Ankara'da 15 yıl önce kaybolan ağabeyinin cesedinin Gölbaşı'nda gömülü olabileceğini ve o dönemdeki cinayetleri işleyenlerin Ergenekon terör örgütü ile ilişkili olduğunu savunan bir kişi, soruşturmayı yürüten savcılığa başvurdu
Beşiktaş'taki İstanbul Adliyesi önünde bir araya gelen Emek Partisi'ne üye bir grup, ellerinde 15 yıl önce kaybolduğu belirtilen Kenan Bilgin'in fotoğrafları ile "Kayıplarımızı unutmadık", "Sadece silahlar değil gözaltındaki kayıplarımız da bulunsun" yazılı döviz ve pankartlar açtı.
Burada bir basın açıklaması yapan İrfan Bilgin, ağabeyi Kenan Bilgin'in 12 Eylül 1994'de Ankara'da sivil giyinimli ve polis görünümlü kişilerce bir arabaya bindirilip götürüldüğünü öne sürerek, ağabeyinin akıbeti hakkında resmi makamlara yaptıkları başvurulardan sonuç alamadıklarını anlattı.
Olayın ardından, "ağabeyinin Gölbaşı'na getirilerek işkence yapıldığı ve buraya gömüleceği"
şeklinde telefonlar aldıklarını ifade eden Bilgin, başvuruları sonucu Avrupa İnsan Hakları Mahkemesi'nin Türkiye'yi "yaşam hakkının ihlalinden dolayı 270 bin Fransız frangı tazminata mahkum ettiğini" savundu.
2 bin kişi kayıp
Bilgin, 1990'dan bugüne kadar yaklaşık 2 bin kişinin bu şekilde kaybolduğunu ve çok sayıda kişinin işkence yapılarak öldürüldüğünü öne sürerek, bu cinayetleri işleyenlerin "Ergenekon" örgütüyle bağlantısı olduğunu iddia etti.
Bu örgüte ilişkin son dönemde yapılan kazılarda sadece bombalar ve mermilerin araştırıldığını ifade eden Bilgin, Gölbaşı'nda gömülü olabileceği belirtilen ağabeyinin ve kayıpların cesedinin de araştırılmasını istedi.

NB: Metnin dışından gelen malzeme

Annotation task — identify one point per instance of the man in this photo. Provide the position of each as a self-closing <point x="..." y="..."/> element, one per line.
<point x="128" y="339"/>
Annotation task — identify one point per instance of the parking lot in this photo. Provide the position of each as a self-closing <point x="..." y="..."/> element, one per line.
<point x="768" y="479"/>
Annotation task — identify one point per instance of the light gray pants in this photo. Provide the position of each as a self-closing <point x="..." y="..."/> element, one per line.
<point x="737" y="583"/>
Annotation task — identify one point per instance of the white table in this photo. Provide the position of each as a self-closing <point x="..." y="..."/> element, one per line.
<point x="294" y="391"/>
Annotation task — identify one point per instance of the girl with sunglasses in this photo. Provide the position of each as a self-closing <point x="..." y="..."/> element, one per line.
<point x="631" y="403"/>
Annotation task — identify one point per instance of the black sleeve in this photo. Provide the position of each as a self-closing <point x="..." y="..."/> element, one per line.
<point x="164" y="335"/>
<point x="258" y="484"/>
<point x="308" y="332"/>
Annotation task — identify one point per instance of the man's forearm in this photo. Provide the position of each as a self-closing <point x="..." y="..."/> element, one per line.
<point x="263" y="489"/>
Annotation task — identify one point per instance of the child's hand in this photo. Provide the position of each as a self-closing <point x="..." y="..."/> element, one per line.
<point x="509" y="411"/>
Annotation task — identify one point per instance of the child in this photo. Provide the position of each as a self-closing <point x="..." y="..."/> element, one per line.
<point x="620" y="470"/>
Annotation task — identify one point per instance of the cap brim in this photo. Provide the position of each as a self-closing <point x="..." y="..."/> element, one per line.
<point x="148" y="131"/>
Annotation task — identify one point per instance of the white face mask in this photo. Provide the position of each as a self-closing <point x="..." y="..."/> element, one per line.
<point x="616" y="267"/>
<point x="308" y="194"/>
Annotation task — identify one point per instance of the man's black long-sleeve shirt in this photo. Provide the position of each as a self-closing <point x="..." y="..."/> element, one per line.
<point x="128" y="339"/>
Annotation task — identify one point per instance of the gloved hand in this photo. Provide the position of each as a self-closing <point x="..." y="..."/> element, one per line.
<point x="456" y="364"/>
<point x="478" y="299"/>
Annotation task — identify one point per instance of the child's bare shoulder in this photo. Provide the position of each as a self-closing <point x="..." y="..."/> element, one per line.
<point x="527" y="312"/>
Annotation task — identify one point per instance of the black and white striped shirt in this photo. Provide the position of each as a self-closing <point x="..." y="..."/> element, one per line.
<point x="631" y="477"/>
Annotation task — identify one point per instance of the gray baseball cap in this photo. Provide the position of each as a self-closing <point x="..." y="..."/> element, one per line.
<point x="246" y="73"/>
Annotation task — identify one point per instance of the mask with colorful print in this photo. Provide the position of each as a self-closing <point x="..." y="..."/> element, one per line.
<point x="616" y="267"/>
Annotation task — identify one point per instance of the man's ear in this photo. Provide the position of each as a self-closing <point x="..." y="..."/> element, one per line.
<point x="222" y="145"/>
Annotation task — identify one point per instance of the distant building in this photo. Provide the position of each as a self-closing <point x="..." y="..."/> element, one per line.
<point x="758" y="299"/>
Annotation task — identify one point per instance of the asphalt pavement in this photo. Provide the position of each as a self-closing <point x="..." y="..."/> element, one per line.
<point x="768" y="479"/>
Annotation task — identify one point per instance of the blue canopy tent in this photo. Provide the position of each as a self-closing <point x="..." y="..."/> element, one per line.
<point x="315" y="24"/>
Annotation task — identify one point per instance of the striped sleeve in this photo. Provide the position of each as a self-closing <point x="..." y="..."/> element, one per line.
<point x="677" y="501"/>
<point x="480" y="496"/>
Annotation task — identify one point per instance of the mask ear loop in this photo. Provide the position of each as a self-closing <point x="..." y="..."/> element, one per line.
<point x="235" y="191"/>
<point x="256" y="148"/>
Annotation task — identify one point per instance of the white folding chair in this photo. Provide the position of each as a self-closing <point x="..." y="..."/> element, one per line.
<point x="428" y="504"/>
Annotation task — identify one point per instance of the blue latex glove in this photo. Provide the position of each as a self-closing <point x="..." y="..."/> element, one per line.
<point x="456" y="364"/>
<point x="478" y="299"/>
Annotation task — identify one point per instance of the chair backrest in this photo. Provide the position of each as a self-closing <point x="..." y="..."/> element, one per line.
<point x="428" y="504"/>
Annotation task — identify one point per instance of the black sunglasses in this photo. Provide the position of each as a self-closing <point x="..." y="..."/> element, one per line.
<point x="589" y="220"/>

Bilgin, soruşturma kapsamında, ağabeyine ilişkin araştırma yapılması amacıyla hazırladıkları dilekçeyi soruşturmayı yürüten İstanbul Cumhuriyet Savcısı Murat Yönder'e verdiklerini belirtti. İrfan Bilgin, Yönder'in, "olay yerinin bu ilde olması nedeniyle başvuruyu Ankara'ya yapmalarını, olayın 'Ergenekon' ile bağlantısı bulunursa, Kenan Bilgin'in dosyasının kendilerine gönderileceğini" söylediğini kaydetti.
Emek Partisi İstanbul İl Sekreteri Metin İlgün de, hazırladıkları basın açıklamasını okuyarak, o dönemde görev yapan Tansu Çiller, Mehmet Ağar ve Doğan Güreş'in de "Ergenekon" soruşturmasına dahil edilmesi gerektiğini savundu.